Hepatitis (infektiöse Gelbsucht)
Es gibt verschiedene Hepatitisviren, von denen vor allem das Hepatitis-B-Virus (HBV) und in geringerem Masse auch das Hepatitis-C-Virus (HCV) sexuell übertragbar sind. Der Krankheitsverlauf ist sehr unterschiedlich: Die Infektion kann ohne Beschwerden verlaufen oder zu einer akuten schweren Leberentzündung (Hepatitis) führen, die in einigen Fällen tödlich endet. Zu einem erheblichen Anteil geht die Infektion in eine chronische Leberentzündung über, die zu Leberzirrhose und Leberkrebs führen kann.
Problematisch bei der Hepatitis B/C ist, dass einige Menschen lebenslang Virusträger bleiben (auch ohne krank zu sein) und andere Menschen anstecken können. Das Hepatitis-B/-C-Virus kann ausser bei Geschlechtsverkehr auch durch Bluttransfusionen, Spritzentausch bei Drogensüchtigen und manchmal sogar durch direkten und indirekten Kontakt mit Körperflüssigkeiten bei mangelnder Hygiene übertragen werden.
In Drittweltländern ist die Hepatitis B in der Allgemeinbevölkerung weit verbreitet, in Europa sind hauptsächlich intravenös Drogensüchtige (Fixer) und das Medizinalpersonal betroffen. Für die Hepatitis B als einzige STD gibt es heute eine sichere Schutzimpfung.
Herpes genitalis
Der Herpes genitalis ist eine weitverbreitete Virusinfektion, die mit dem Herpes labialis («Fieberbläschen» an den Lippen) nahe verwandt ist. Drei bis sieben Tage nach der Infektion treten im Geschlechtsbereich kleine, stark juckende oder schmerzende Bläschen auf, die eine ansteckende Flüssigkeit enthalten. Ausserdem können Lymphknotenschwellungen und fieberhafte Allgemeinerscheinungen auftreten. Das Virus kann direkt in der Bläschenflüssigkeit oder indirekt mit Blutuntersuchungen nachgewiesen werden. Trotz einer Behandlung mit einem antiviralen Medikament (z.B. Aciclovir) kann das Virus in den Nervenzellen überleben und nach Jahren zu einer erneuten Erkrankung führen, die jedoch meistens milder verläuft. Bei infizierten schwangeren Frauen kann während der Geburt das Herpesvirus auf das Neugeborene übertragen werden und schwere Erkrankungen (z.B. Hirnentzündung) verursachen.
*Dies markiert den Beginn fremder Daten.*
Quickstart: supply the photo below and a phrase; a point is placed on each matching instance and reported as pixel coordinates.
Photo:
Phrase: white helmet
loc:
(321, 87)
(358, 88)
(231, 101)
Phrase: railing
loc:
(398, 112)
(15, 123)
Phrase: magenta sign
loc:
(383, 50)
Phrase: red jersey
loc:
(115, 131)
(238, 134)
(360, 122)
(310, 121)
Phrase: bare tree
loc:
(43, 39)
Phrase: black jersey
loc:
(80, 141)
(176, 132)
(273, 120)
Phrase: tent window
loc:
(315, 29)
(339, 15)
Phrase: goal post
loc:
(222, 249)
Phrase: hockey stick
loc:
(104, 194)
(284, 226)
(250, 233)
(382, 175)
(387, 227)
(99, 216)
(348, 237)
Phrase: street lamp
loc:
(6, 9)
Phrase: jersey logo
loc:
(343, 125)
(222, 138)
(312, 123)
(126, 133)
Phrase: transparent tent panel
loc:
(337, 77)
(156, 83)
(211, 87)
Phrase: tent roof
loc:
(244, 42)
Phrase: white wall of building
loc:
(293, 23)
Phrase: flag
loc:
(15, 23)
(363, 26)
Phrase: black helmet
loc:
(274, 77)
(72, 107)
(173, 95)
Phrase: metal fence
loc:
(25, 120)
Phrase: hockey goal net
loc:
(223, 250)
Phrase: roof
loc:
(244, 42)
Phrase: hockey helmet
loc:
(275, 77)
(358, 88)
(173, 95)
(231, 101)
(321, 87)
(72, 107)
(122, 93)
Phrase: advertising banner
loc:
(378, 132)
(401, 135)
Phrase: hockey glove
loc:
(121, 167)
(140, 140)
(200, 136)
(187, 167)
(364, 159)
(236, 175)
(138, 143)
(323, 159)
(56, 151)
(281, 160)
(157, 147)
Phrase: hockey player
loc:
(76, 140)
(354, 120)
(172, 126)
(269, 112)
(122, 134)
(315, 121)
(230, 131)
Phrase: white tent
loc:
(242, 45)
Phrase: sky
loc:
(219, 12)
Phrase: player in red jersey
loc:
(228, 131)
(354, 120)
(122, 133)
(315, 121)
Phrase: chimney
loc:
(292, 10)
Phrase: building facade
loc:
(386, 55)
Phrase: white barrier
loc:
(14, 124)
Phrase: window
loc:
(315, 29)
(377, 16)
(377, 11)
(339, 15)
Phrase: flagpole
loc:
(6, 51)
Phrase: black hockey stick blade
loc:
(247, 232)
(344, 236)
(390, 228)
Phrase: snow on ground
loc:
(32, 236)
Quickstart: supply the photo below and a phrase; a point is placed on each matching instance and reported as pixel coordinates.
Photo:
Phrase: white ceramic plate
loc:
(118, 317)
Genitale Warzen (Condylomata acuminata)
Ungefähr vier Wochen nach einer Ansteckung wachsen die genitalen Warzen oft blumenkohlartig im Genitalbereich. Sie werden durch Viren (humane Papilloma-Viren = HPV) verursacht und können chirurgisch (Laser, flüssiger Stickstoff, Elektrokoagulation oder mit dem Skalpell) entfernt werden. Papilloma-Viren können während der Geburt auf das Neugeborene übertragen werden. Einige Papilloma-Viren werden als Ursache von Muttermundkrebs bei der Frau diskutiert.
Trichomonaden
Trichomonaden sind weitverbreitete einzellige Parasiten, die Harnröhre und Scheide befallen. Die Infektion äussert sich durch wässrigen Ausfluss und Juckreiz. Die Diagnose geschieht durch mikroskopischen Erregernachweis. Diese weltweit am häufigsten auftretende, aber harmlose Infektionskrankheit wird mit speziellen Medikamenten (z.B. Metronidazol) geheilt.
Pilzinfektionen
Der Hefepilz (Candida albicans) ist sehr verbreitet und der häufigste Erreger von sexuell übertragbaren Pilzinfektionen. Diese an sich harmlose Infektion (Entzündung von Scheide bzw. Peniseichel) kann aber zu unangenehmen Beschwerden wie starkem Juckreiz und Brennen führen. Bei der Frau tritt zusätzlich ein Scheidenausfluss auf. Mit speziellen Medikamenten (Antimykotika) und entsprechender Hygiene sind Pilzinfektionen gut zu behandeln.
Filzläuse
Filzläuse sind kleine Insekten, die sich in der Schambehaarung einnisten. Sie sind mit blossem Auge sichtbar, ebenso ihre Eier (Nissen), die sich an den Haaren festsetzen. Starker Juckreiz ist das wichtigste Symptom. Die Behandlung dieser harmlosen Geschlechtskrankheit erfolgt mit einer speziellen Emulsion.
Krätze (Scabie)
Die Krätze wird durch Milben (Sarcoptes scabiei) verursacht, die während des Geschlechtsverkehrs – oder aber auch im Rahmen der Familie – übertragen werden können und die Gänge in die Haut bohren (Fingerzwischenräume und Handgelenke, Achseln und Intimbereich, Bachnabel und Brüste). Dies bewirkt eine stark juckende Erkankung (v.a. nachts), welche zu hartnäckigen Ekzemen führen kann. Oft erkennt man von blossem Auge einen sogenannten Milbengang. Es müssen alle im selben Haushalt wohnenden Personen gleichzeitig behandelt werden.